Postgres Extension | Amount of data transferred to Citus coordinator | Multiplier (lower is better) |
---|---|---|

HDR prototype | 3.8 GB | ~6x |

t-digest prototype | 1.7 GB | ~2.7x |

t-digest (open source) | 218 MB | ~0.34x |

HyperLogLog (baseline) | 646 MB | 1 |

Based on both the measurements of compute time as well as the expected data transfer sizes it became clear the open source t-digest extension created by Postgres committer Tomas Vondra would yield the best performance for Citus and specifically for the analytics use case we were targeting.

## If you can’t beat them, join them

At this point, we had a good understanding of the speeds that could be achieved for percentile approximation with the different Postgres extensions we were considering. And the good news was, the projected speeds were well within our customer’s SLA.

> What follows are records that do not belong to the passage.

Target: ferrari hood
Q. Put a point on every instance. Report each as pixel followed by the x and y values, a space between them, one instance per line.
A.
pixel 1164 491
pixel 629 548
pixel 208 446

**The hard question we had to answer: should we spend time to productize our own t-digest or HDR prototype extensions—or should we adopt (and try to improve) the existing open source t-digest extension?**

A quick chat with the author of the open source github.com/tvondra/tdigest extension, Tomas Vondra, revealed that he uses the extension to great satisfaction. Also, Tomas was open to contributions to the extension to make it work well for Citus. The documented use of the open source t-digest extension by at least 1 user was already infinitely more than our internal prototypes. And fixing a bug we had encountered was also straightforward. One pull request laterand we had an open source t-digest extension that would work with Citus.

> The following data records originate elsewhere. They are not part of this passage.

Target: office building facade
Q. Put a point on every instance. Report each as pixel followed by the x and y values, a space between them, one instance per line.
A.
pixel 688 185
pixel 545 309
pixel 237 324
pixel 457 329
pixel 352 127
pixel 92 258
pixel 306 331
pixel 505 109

The next step was to integrate t-digest with Citus. Given our experience with HLL in the past, the integration of t-digest with the Citus distributed Postgres planner was straightforward. It was time to go back to our customer to validate that we could meet their SLA. And we did meet our customer’s SLA: with t-digest and Hyperscale(Citus), our customer’s Postgres queries to approximate percentiles now ran in 7.5 seconds, which was **45 times faster compared to their initial 6 minute Postgres query**.

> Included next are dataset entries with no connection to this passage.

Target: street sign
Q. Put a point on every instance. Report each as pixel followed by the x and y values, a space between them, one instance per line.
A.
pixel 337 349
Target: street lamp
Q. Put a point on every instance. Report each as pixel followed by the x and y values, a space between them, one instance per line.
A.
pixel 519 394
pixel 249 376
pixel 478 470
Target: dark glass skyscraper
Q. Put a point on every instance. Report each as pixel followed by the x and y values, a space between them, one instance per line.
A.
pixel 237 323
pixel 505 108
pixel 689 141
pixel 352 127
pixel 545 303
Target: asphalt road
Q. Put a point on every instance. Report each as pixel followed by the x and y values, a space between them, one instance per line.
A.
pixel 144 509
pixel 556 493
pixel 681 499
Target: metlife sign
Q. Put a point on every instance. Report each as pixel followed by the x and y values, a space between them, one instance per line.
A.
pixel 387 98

## More open source adoption of t-digest (with Citus)

One positive side-effect of embracing the existing open source t-digest and contributing back to the t-digest project: we found more users that were interested in using t-digest with Citus!

Min Wei from the Windows Data & Intelligence team—who uses Citus with Postgres on Azure to support over 6M queries per day—also needs to do percentile approximation at scale. And while working on this project we discovered that Min is looking to use the exact exact same t-digest extension to Postgres, too.

Matt Watson from Stackify recently published a blog about calculating percentiles with t-digest in Citus. Matt even helped improve the extension by documenting an edge case where the calculations were off, making t-digest work better for Stackify and pretty much all users—including the original author and all of our Citus users. Were we to have selected a closed source extension, our efforts would not have helped other customers like Stackify and Min Wei of Microsoft, and we would have run into similar bugs that we would have had to fix ourselves. By adopting an open source solution and improving it collectively, we make it work better for all.